In honor of Wyatt Anthony and Tommy Ryan.

Count the Kicks is an organization close to our hearts that is actively working to challenge common myths and misconceptions around fetal movements in the third trimester. Please donate and spread the word in honor of our boys, Tommy and Wyatt.

Following in Their Footsteps

Wyatt's Story, from his mama, Kristin.

Wyatt taught me how it felt to be a mom, that abundance of joy you get from feeling the first kick, how special it is to watch a life grow inside of you. He also taught me just how fragile life is and what it was like to have your heart grow larger than you thought possible and how it can break into a million pieces all in one day.
 
Here's what I believe in all of my heart. Wyatt's movement slowed down in the third trimester. The day before he died I had a doctor's visit. I told my doctor about the decrease in movement who told me to "drink a soda and eat something to wake him up." No further testing was done and I was sent home feeling like an overly anxious mother. So much so, that the next morning when I woke up and felt no movement, I hesitated to call my doctor.
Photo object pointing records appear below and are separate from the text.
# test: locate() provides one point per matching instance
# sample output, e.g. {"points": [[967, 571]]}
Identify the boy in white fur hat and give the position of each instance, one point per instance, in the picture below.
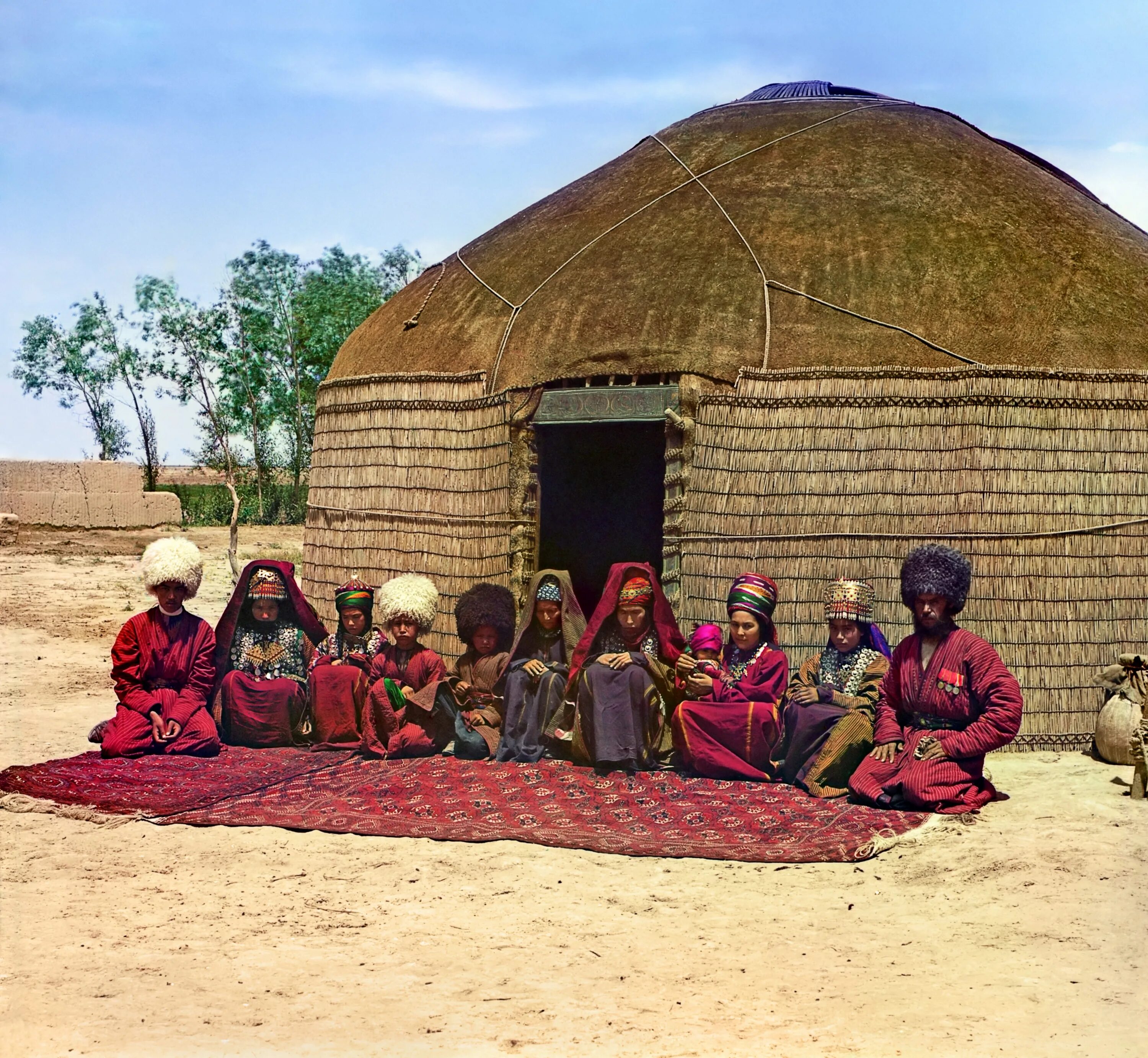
{"points": [[393, 724], [163, 665]]}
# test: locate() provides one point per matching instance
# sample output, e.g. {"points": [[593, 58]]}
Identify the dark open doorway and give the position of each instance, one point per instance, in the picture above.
{"points": [[602, 493]]}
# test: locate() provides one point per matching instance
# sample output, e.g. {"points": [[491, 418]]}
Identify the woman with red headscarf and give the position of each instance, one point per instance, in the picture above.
{"points": [[732, 723], [264, 644], [623, 674]]}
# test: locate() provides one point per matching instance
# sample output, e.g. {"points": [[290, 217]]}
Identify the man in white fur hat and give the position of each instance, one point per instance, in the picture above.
{"points": [[163, 665]]}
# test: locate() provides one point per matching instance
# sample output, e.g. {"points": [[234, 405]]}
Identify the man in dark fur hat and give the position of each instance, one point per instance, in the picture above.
{"points": [[465, 706], [945, 701]]}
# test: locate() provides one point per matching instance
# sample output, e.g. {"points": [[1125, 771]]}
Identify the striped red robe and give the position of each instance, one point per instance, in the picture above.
{"points": [[408, 731], [734, 730], [967, 699], [165, 665]]}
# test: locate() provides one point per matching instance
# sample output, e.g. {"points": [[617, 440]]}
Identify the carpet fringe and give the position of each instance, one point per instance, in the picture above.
{"points": [[936, 824], [84, 813]]}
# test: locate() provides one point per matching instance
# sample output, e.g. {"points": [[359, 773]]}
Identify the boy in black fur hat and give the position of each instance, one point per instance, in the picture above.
{"points": [[465, 704]]}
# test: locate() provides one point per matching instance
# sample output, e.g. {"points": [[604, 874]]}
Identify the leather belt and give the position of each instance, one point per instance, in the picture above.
{"points": [[928, 722]]}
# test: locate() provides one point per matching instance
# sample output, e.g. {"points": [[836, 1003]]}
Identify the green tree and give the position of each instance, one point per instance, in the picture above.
{"points": [[76, 364], [246, 381], [131, 369], [190, 352], [264, 284], [294, 317]]}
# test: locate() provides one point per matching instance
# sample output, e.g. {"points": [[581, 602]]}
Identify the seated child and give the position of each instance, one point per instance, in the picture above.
{"points": [[829, 708], [705, 649], [392, 727], [466, 705], [534, 683], [340, 669]]}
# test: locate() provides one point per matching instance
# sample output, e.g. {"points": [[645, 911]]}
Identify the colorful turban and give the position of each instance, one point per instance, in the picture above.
{"points": [[706, 637], [755, 595], [549, 591], [850, 600], [267, 584], [355, 595], [636, 591]]}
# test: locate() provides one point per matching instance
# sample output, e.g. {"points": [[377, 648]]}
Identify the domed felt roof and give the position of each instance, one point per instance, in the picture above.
{"points": [[656, 261]]}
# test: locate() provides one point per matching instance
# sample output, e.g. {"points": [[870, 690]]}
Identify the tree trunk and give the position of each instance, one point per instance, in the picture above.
{"points": [[233, 540]]}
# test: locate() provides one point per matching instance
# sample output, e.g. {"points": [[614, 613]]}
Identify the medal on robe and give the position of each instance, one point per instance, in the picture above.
{"points": [[950, 681]]}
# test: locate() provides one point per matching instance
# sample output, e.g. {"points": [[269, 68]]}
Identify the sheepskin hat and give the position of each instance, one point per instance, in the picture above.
{"points": [[173, 558], [936, 571], [409, 595], [486, 604]]}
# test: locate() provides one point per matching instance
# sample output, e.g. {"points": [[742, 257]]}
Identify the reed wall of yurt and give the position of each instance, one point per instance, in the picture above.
{"points": [[1039, 477], [411, 473]]}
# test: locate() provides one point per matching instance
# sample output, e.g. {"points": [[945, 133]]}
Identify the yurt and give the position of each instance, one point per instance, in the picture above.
{"points": [[801, 333]]}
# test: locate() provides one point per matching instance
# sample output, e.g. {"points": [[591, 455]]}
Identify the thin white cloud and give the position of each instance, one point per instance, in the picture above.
{"points": [[453, 86], [1116, 175]]}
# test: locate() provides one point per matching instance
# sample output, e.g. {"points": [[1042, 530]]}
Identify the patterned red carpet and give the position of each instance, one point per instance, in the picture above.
{"points": [[553, 802]]}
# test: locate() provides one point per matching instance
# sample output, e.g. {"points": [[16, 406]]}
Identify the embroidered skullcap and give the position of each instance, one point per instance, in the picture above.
{"points": [[355, 595], [753, 593], [706, 637], [936, 571], [850, 600], [636, 591], [267, 584], [549, 591]]}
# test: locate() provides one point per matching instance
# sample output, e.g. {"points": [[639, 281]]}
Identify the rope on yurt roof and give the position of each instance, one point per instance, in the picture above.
{"points": [[695, 178], [414, 322], [424, 517], [913, 536], [869, 320], [641, 209], [725, 213]]}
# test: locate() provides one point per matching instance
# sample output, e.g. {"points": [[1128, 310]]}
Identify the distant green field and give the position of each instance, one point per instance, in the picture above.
{"points": [[210, 505]]}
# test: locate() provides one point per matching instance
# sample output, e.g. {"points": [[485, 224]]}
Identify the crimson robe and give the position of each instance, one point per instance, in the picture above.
{"points": [[407, 731], [163, 665], [734, 730], [966, 699]]}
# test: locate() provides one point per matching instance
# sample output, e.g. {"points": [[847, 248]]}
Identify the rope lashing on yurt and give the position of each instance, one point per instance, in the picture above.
{"points": [[869, 320], [725, 213], [1054, 534], [423, 517], [516, 309], [766, 283], [696, 178], [414, 322]]}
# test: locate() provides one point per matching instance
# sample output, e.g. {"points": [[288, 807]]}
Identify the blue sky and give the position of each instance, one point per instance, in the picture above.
{"points": [[167, 138]]}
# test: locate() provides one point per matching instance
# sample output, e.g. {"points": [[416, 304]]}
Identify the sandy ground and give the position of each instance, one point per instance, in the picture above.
{"points": [[1021, 934]]}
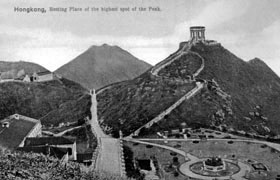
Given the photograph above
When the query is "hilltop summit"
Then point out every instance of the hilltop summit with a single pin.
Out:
(236, 94)
(102, 65)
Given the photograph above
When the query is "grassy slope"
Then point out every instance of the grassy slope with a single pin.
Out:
(249, 84)
(103, 65)
(38, 166)
(137, 101)
(38, 99)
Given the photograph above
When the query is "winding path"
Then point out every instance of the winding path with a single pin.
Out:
(109, 149)
(159, 117)
(184, 50)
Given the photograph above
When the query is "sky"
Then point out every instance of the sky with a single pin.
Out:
(248, 28)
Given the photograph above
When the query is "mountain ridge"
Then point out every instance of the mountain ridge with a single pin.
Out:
(99, 66)
(237, 95)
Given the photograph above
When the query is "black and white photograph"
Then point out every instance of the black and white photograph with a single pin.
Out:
(139, 90)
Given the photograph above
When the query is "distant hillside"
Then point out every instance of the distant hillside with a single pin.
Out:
(103, 65)
(69, 100)
(236, 94)
(16, 69)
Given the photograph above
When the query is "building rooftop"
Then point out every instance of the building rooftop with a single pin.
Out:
(46, 150)
(197, 27)
(43, 73)
(14, 129)
(41, 141)
(84, 157)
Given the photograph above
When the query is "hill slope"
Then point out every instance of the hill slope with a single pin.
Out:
(39, 100)
(16, 69)
(103, 65)
(236, 94)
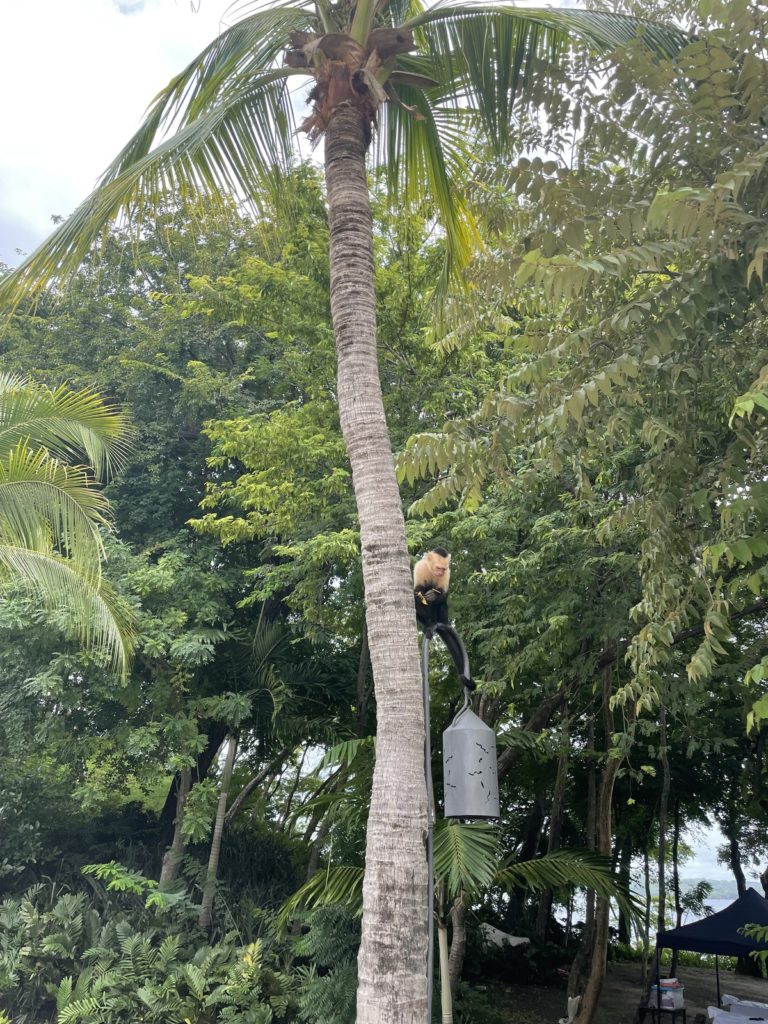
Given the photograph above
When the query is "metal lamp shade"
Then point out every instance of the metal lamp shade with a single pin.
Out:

I remember the feeling as if he wasn't there. When we did call and were told to go to the hospital, the nurse that greeted me told me "everything would be fine and he was just taking a nap"... an hour later no fetal heartbeat was found.
 
I later found out an ultrasound of his cord could have been performed which would have shown the knot before it tightened, possibly saving his life. I firmly believe that if more healthcare professionals were informed about fetal movement in the third trimester and took a mother's concern more seriously, future neonatal deaths could be prevented.
 

Tommy's Story, from his mom, Kirby and his dad, Tom.

To be his Mom is such a gift.  On January 6th 2018 I learned that deep, passionate love, and cruel, horrifying pain can exist in the same space.  This is the day that I delivered my son, Tommy and held him in my arms for the first time.  As I stared down at his little button nose, full head of hair, and perfect little feet, I was in awe at how beautiful he was.  It didn’t make any sense.  After nine months of carrying him, I was supposed to bring him home, give him kisses, and meet all of his newborn needs.  Instead, I was left wondering how it was possible to survive such pain. 
 
I started noticing a change in movements about a week before delivery.  After going to the doctors, I was assured that everything was OK and my baby had a “strong” heartbeat.  Later, a specialist determined that Tommy most likely passed due to a rare fetal-maternal hemorrhage.  There was a less that .001 % chance of this happening.  
 
Tommy has changed our lives in ways we never could have imagined.  He has shown us the meaning of life, through his death.  Without fail, this little boy sends us so many signs that he is indeed resting in peace with our Heavenly Father.  His love continues to light our way as we perform our work here before reuniting with him forever in eternity.
 
We love you Tommy.  
 
We continue to pray for all of the families who also feel this pain in their hearts.